Hot cappuccino anyone ?
(a case study on something but not on TRIZ)

Y. B. Karasik,
Thought Guiding Systems Corp.,
Ottawa, Canada.

Jose M. Vicente Gomila wrote an interesting account about solving a real problem with coffee machine [1]. He claims that the problem was solved by TRIZ. Was it ?

The problem did really contain a technical contradiction (which was obvious). And eventually the problem solvers arrived at a physical contradiction (which was not obvious) but from which a solution was easily seen. However, was this transition from the obvious (technical contradiction) to the not obvious (physical contradiction) accomplished by TRIZ ? Not at all !

Indeed, due to Jose M. Vicente Gomila the problem looked as follows: when parameters of the coffee machine were set to obtain good coffee with milk, then cappuccino was overheated and with bad appearance; when the parameters were set to obtain good cappuccino, then coffee with milk was cold. That was the essence of the problem from the very beginning. Thus, there was no need in searching for a technical contradiction. It lied on the surface. Hence, no TRIZ was applied at this stage except for applying the TRIZ terminology: the conflict was called technical contradiction.

After that adventures began in the best traditions of the "trials-and-errors" approach. Firstly, it turned out that the engineers did not know why the technical contradiction takes place. By analyzing the machine they came to a conclusion that when the parameters were set for good cappuccino the machine produced cold coffee with milk because the venturi tube of the machine sucked too much milk.

(This means that the engineers did not know from the outset how the machine works. Nevertheless they were able to set its parameters. Interestingly, how ? By pressing some buttons ? Did the machine have the parameters menu ? It is not described in the article.)

Anyway, the engineers that had no idea of how the machine works and which nevertheless were chosen to improve it, made a discovery: there is a venturi tube in the machine that sucks both air (if needed for cappuccino) and milk when steam passes through it. The steam also heats the milk.

Since they did not know how machine works, they also, no wonder, did not know the physical principle behind the venturi tube. Instead of learning it first, they decided to just increase the amount of steam passing through the venturi in hope that the more steam would make milk hotter. To their surprise this trial turned out to be an error. The milk remained cold. And here they stuck !

This continued for three months until our valiant hidalgo Don Jose M. Vicente Gomila arrived to their rescue. He turned out to be cleverer than these engineers and first decided to learn how the venturi tube works. For some reasons instead of taking a peek into a relevant text book, he employed the wonder of the contemporary machinery "Invention Machine". The machine led him to the formula of Bernoulli law that governs the venturi tube. In addition, it generated a lot of redundant information such as, for example, the functional diagram of the machine which was not needed in this case. ("Invention Machine" itself, by the way, was also redundant here.

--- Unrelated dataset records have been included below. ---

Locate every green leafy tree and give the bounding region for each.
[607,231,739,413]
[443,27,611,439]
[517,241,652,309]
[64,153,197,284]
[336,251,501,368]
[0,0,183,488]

If Mr. Gomila did not have the required textbook at hand, he could simply search on the internet for "venturi tube" using, say, Google search engine. It would immediately lead him to a number of web pages where the physics behind the tube operation is described.)

As soon as Bernoulli law behind the venturi tube was learned, the reason of the failure of the engineers' trial became apparent: more steam passed through the venturi meant the higher speed of passage, which, in turn, meant the higher sucking pressure, which, in turn, resulted in sucking more milk.

Bernoulli law also suggested that in order to keep the amount of sucked milk constant, the speed of the steam passing through the venturi has to be constant too. How to achieve this when the amount of the passing steam increases ? Of course, by enlarging the cross section of the venturi.

At this point a physical contradiction eventually emerged: the cross section should be constant and should not be constant. But truly speaking, there was no need in it. The idea of a venturi with a variable cross section suggested itself from the above analysis. Only TRIZ educated people needed a physical contradiction at this point. All others would go to the solution directly !


So, what is Jose M. Vicente Gomila's case study about ? Definitely not about TRIZ. It is rather on why companies abandon TRIZ after employing it for a while. (By the way, Mr. Gomila complains about this phenomenon in his article.)

The companies do so because they realize that what the TRIZ instructors taught them does not work after the instructors disappear. The story presented by Mr. Gomila clearly show why this happens. Because the instructors themselve do not solve problems by TRIZ. They do it otherwise but pretend and present it as applications of TRIZ.

R E F E R E N C E:

1. Jose M. Vicente Gomila, "Hot cappuccino anyone ?", The March 2004 issue of the TRIZ-journal.